À propos de Byteryo
L'histoire courte : j'en avais marre de chercher des outils en ligne gratuits qui respectent mes fichiers.
Le problème
Convertir une photo HEIC en JPG. Formater un JSON illisible. Compresser un PDF avant de l'envoyer par mail. À chaque fois le même rituel : ouvrir Google, tomber sur trois sites remplis de pubs qui clignotent, uploader son fichier sur un serveur dont on ne sait rien, attendre, télécharger, espérer que le fichier n'a pas fuité quelque part entre-temps.
Avec Byteryo
- Le fichier reste sur votre appareil
- Aucune pub, aucun compte
- Résultat instantané
Sans Byteryo
- Le fichier part sur un serveur inconnu
- Pubs, popups, comptes à créer
- On attend, on espère
Et à chaque étape de ce rituel, on perd un peu de contrôle. Un upload, c'est un protocole — le fichier part sur un réseau qu'on ne maîtrise pas. Une conversion, c'est une transformation faite par un serveur tiers, sur une machine qu'on ne voit pas. Un lien de téléchargement, un e-mail de confirmation, un cache quelque part : à chaque maillon de la chaîne, une copie de plus, un intermédiaire de plus. Ce n'est presque jamais malveillant. C'est juste qu'à partir du moment où un fichier quitte votre machine, il n'est plus vraiment à vous.
Pourquoi maintenant
Il y a encore quelques années, coder un outil pour chaque « petit truc » aurait pris des semaines — pas le temps d'un développeur seul. Aujourd'hui, avec l'IA comme assistante de code, ce qui prenait des semaines prend des heures. C'est ce qui a rendu Byteryo possible : plus d'idée bloquée par le temps qu'elle prendrait à construire.

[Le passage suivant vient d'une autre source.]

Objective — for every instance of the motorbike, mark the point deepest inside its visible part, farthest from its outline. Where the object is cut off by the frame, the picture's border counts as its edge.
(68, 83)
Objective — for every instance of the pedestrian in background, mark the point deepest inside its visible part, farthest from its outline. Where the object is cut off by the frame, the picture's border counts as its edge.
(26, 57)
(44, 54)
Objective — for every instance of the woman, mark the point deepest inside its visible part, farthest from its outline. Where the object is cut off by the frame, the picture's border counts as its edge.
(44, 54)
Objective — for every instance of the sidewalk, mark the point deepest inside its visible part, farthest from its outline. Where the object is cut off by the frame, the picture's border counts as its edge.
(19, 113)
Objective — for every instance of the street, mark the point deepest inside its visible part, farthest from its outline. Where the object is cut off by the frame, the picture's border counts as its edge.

La solution : le faire soi-même
À un moment, il est devenu plus simple de construire l'outil que de continuer à le chercher. Byteryo est né comme ça : un outil à la fois, chacun pensé pour régler un « petit truc » précis, sans compte à créer, sans pub, et surtout sans envoyer le fichier nulle part — tout tourne directement dans le navigateur grâce à WebAssembly.
Le premier outil, je l'ai construit pour moi. Une version perso, pour régler mon propre « petit truc » du moment. Puis je me suis dit que si j'en avais besoin, d'autres en avaient sûrement besoin aussi — alors la version perso est devenue une version pour tous, sans jamais changer de philosophie en cours de route.
Le premier outil en a appelé un deuxième, puis un dixième. Aujourd'hui Byteryo en compte 1326, tous construits sur la même idée : une boîte à outils indépendante, qui appartient à personne d'autre qu'à celles et ceux qui l'utilisent.
Le logo : l'atelier dans un carré
L'outil
Le carré arrondi, c'est l'outil — la structure fiable qu'on fabrique.
Parce que chez Byteryo, la magie n'est jamais ajoutée de l'extérieur : elle était déjà dans le carré. Comme vos fichiers, qui ne quittent jamais votre navigateur.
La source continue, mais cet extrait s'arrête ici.